1 Reyes 19 narra que el profeta Elías fue a encontrarse con Dios en el Horeb. Dice el relato: “…Y Yavé pasa. Un viento fuerte y violento pasa delante de Yavé, hiende los montes y parte las rocas, pero Yavé no está en el viento. Después del viento viene un terremoto, pero Yavé no está en el terremoto. Después del terremoto, un fuego, pero Yavé no está en el fuego. Después del fuego, se sintió el murmullo de una suave brisa. Cuando Elías la oyó, se cubrió el rostro con el manto, salió y se mantuvo a la entrada de la caverna. Entonces se oyó una voz: «¿Elías, qué haces aquí?»”.

Lo primero que salta a la vista es que el Señor no le habló a Elías en el mundanal ruido, ni en la agitación de los elementos, sino en la suave brisa. Las distracciones no le hubiesen permitido a Elías escuchar al Señor: ni el terremoto (agitación, ruido, inestabilidad), ni el fuego, (intensidad, luz que encandila, arde, es enérgica, intensa, acalora, se siente en la piel). El relato dice “se sintió” una suave brisa. Estamos en una época de permanente distracción, en la que nuestros sentidos se encuentran en permanente estimulación y embotamiento.
Frente al silencio podemos reaccionar de forma negativa, por ejemplo, la demanda de divorcios en Wuhán se disparó, luego de la cuarentena por el coronavirus, según dice el reporte, muchos no se soportaron en la convivencia. Podemos buscar distracciones para mantenernos ocupados, embotados, enajenados, viendo que el Señor se manifiesta, pero sin escucharle. Podemos optar por el individualismo y seguir viviendo solos en compañía, con conocidos, más que compañeros, hermanos, amigos, cónyuges… cualquier otra relación fraterna. O podemos aprovechar el silencio y abrir nuestros oídos, y corazón y pedir a Dios que nos hable.
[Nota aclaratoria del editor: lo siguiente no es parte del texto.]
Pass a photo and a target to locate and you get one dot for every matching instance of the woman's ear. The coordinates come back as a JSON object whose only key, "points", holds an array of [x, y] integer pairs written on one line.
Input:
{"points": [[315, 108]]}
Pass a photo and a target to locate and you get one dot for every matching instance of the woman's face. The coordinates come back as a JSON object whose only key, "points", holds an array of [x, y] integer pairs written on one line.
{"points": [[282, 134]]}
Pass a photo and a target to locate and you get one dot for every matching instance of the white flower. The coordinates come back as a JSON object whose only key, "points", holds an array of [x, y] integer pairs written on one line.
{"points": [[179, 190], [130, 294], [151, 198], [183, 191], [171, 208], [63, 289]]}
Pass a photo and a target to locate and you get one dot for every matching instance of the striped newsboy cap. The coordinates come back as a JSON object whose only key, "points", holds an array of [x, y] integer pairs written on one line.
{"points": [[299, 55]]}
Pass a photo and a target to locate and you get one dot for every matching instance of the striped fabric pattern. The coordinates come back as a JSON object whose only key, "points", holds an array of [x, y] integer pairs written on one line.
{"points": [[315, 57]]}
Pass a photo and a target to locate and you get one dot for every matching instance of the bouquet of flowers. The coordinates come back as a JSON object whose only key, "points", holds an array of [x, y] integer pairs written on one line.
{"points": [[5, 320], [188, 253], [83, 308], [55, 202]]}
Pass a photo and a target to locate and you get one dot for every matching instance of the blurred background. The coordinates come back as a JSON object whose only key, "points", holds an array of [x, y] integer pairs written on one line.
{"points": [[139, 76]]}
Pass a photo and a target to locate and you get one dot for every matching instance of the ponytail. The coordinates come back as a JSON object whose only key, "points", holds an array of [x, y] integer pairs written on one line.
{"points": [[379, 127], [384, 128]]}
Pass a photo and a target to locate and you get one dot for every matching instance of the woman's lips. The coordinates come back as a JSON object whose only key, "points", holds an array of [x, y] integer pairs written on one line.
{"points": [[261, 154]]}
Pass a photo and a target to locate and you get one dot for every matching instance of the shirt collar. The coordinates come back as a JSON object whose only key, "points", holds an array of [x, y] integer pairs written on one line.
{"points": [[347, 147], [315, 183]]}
Podemos dedicarnos a, como dice el relato, sentir cuando viene la brisa de su Amor que conforta y repara, y salir a su encuentro. Muchas personas temen a la soledad: detrás de ese temor, está el miedo al vacío que se siente al concienciar la propia soledad, la falta de propósito, la necesidad de vivir acallando la vaciedad con distracciones y rutina. Usar el silencio para encontrar cuál es el propósito que tiene Dios para nosotros es una excelente forma de vivir esta Cuaresma.

Podríamos examinar nuestras vidas, dedicarnos a contemplar las bendiciones que a diario tenemos, que no apreciamos por estar distraídos buscando vanas distracciones y posesiones. Vivir el encierro nos puede llevar a pensar en la realidad del prójimo encarcelado, aquél que, por no poder salir, y no tener esperanza manifiesta en alguien que le hace sentir amado, se corrompe aún más en su encierro, y deja de lado cualquier posibilidad de búsqueda de perdón y enmienda de sus errores.

Se vive también la realidad de las personas que viven solitarias en asilos, pensiones, hospitales, encerradas en sus propios cuerpos a través de la discapacidad. Es solo cuestión de aprovechar el silencio, abrir los oídos y la conciencia.